Women’s ordeal in New Delhi
The Indian Council of Medical Research (ICMR) in New Delhi conducted a research project which has created scars and hardships for over thousands of women. Norplant inserts were implanted in the women during IMCR’s phase III trials carried out between August 1983 and September 1985.
In spite of evident side effects including excessive and irregular bleeding, headaches and speech problems, as well as social ostracism, ICMR continued with Phase IV trials on an additional 10,000 women. In addition to menstrual disorders, “experts have cautioned that Norplant is known to have caused…endocrinological disorders, obesity and nervous disorders.”
One of the women, Shahjahan Begum of Churiwalan, of Delhi, described her ordeal: “I bled continuously for four years. Right after the implant my bleeding became irregular. Then I became weak and irritable.” At the other end of the spectrum, Sathyamala of Saheli, a Delhi-based women’s organization said, “Norplant causes amenhorrea, the cessation of mensus.”
A counselor with the IMCR unit in Kasturba Hospital in Delhi admitted that complete information, which could have warned the women about side effects, was not given.
Many of the women did not speak the language; many were unable to sign the document because they could not read or write. Some of the women, like Snehlata of Delhi’s Kinara Bazar, say they were not asked to sign consent forms. In most cases, medical tests were not conducted to screen out women with special medical problems who should not take the drug.

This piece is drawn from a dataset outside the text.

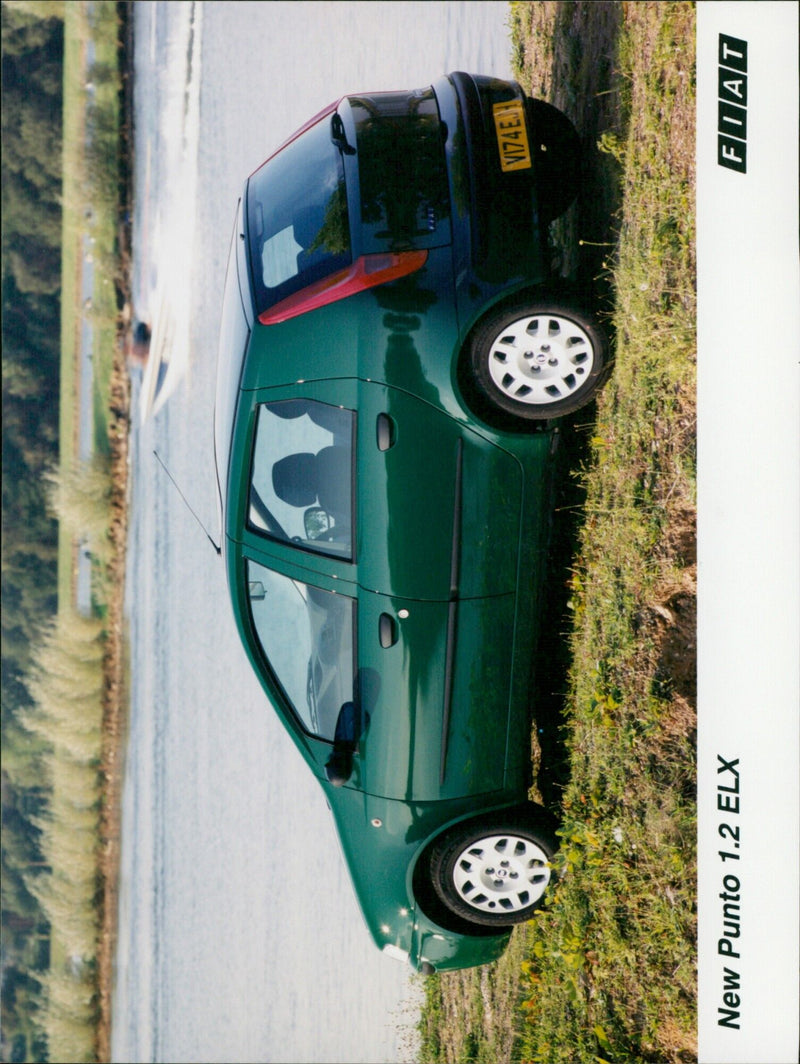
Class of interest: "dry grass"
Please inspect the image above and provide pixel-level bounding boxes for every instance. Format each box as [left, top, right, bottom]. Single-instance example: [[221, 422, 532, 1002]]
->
[[422, 2, 697, 1064]]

In addition, journalist Rahul Shrivastava claims: “Aggressive patronizing was also part of ICMR’s strategy. Haresh Pathare of the ICMR unit attached to the JJ Group of hospitals says, “Poor women remove the Copper T (IUD) or stop taking pills whenever they want. With Norplant, the control is in our hands. It cannot be removed without surgery” (Rahul Shrivastava, “Norplant: Anatomy of an ordeal,” The Pulse, Dhaka, 15 April 1994).
Optimism about population growth
The semi-arid Machakos district in Kenya has been transformed. Formerly an area characterized by soil erosion and food shortages, scientists from the University of Nairobi, Kenya, have confirmed the contribution of population growth to economic and social development, technology change and environmental sustainability under the right policy conditions, that is, granting small farmers the role of investment. The study used conventional date, oral history, and the photographic record from 1937 (M. Tiffen, M. Mortimore, F. Gichuki, More People, Less Erosion, Environmental Recovery in Kenya, In association with John Wiley and Sons, 1994).